Why this matters
Language models are often aligned to refuse certain prompts, which can reduce their utility for legitimate research and analysis. Heretic approaches the problem from the model-internals side: instead of post-training finetuning or dataset-based unalignment, it automatically identifies and ablates the directions responsible for refusals while minimizing divergence from the original model. That trade-off — suppress refusals while preserving capability — is the project's core insight.
What Sets It Apart
- Automatic, optimization-driven ablation: Heretic pairs a parametrized directional ablation implementation with a Tree-structured Parzen Estimator (TPE) optimizer (via Optuna). So what: users do not need to design ablation parameters manually — the tool co-optimizes refusal suppression and KL divergence to the base model.

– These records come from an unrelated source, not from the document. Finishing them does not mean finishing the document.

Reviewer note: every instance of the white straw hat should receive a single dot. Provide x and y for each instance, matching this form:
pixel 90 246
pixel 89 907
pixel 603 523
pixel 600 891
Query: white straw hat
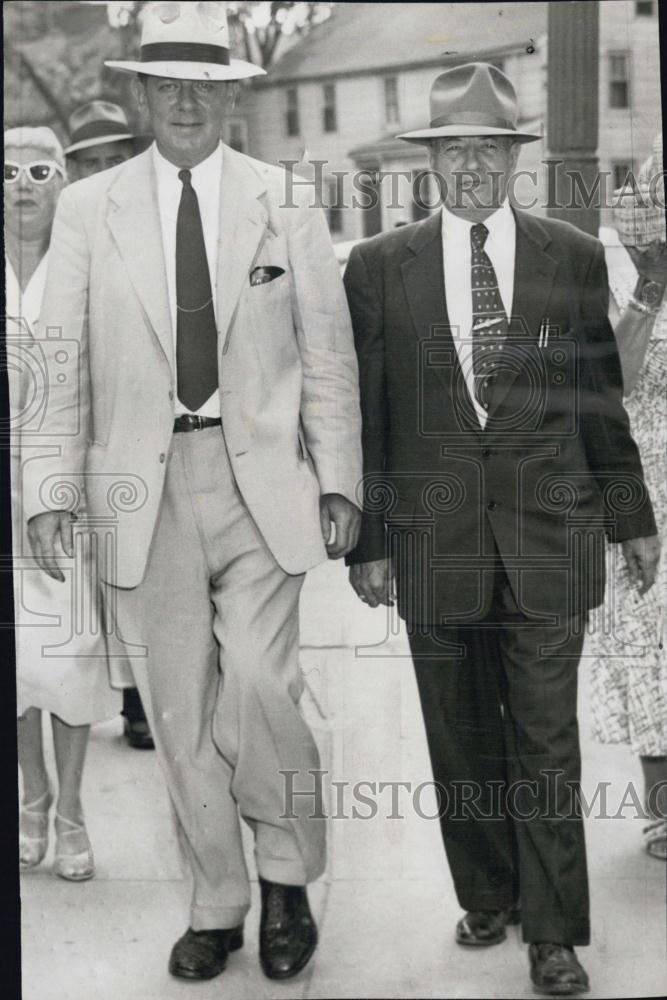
pixel 187 41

- Low damage to model capability: The built-in objective explicitly minimizes KL divergence on harmless prompts, producing decensored checkpoints that (in the author's benchmarks) match human-built abliterations in refusal reduction while showing lower KL divergence. So what: you get fewer refusals without severely degrading model utility for unrelated tasks.
- Research-oriented diagnostics: Optional research extras generate per-layer residual-vector plots (PaCMAP projections), residual geometry metrics, and animated layer transition visualizations. So what: researchers can inspect how 'refusal' signals evolve through layers rather than treating decensoring as a black box.
- Broad model support with pragmatic constraints: Heretic supports most dense transformer models and several MoE variants, offers quantization (bitsandbytes) to lower VRAM cost, and exposes evaluation workflows to compare original vs. decensored checkpoints. So what: it's practical for experimentation on a wide range of community models, but not every exotic architecture is supported.
Who it’s for — tradeoffs
Great fit if you are a researcher or practitioner who wants to study or remove refusal behavior from transformer models without manual, per-model ablation engineering. It is useful when you can run PyTorch-based workloads (GPU recommended) and want both automated parameter search and quantitative/human evaluation of decensored checkpoints.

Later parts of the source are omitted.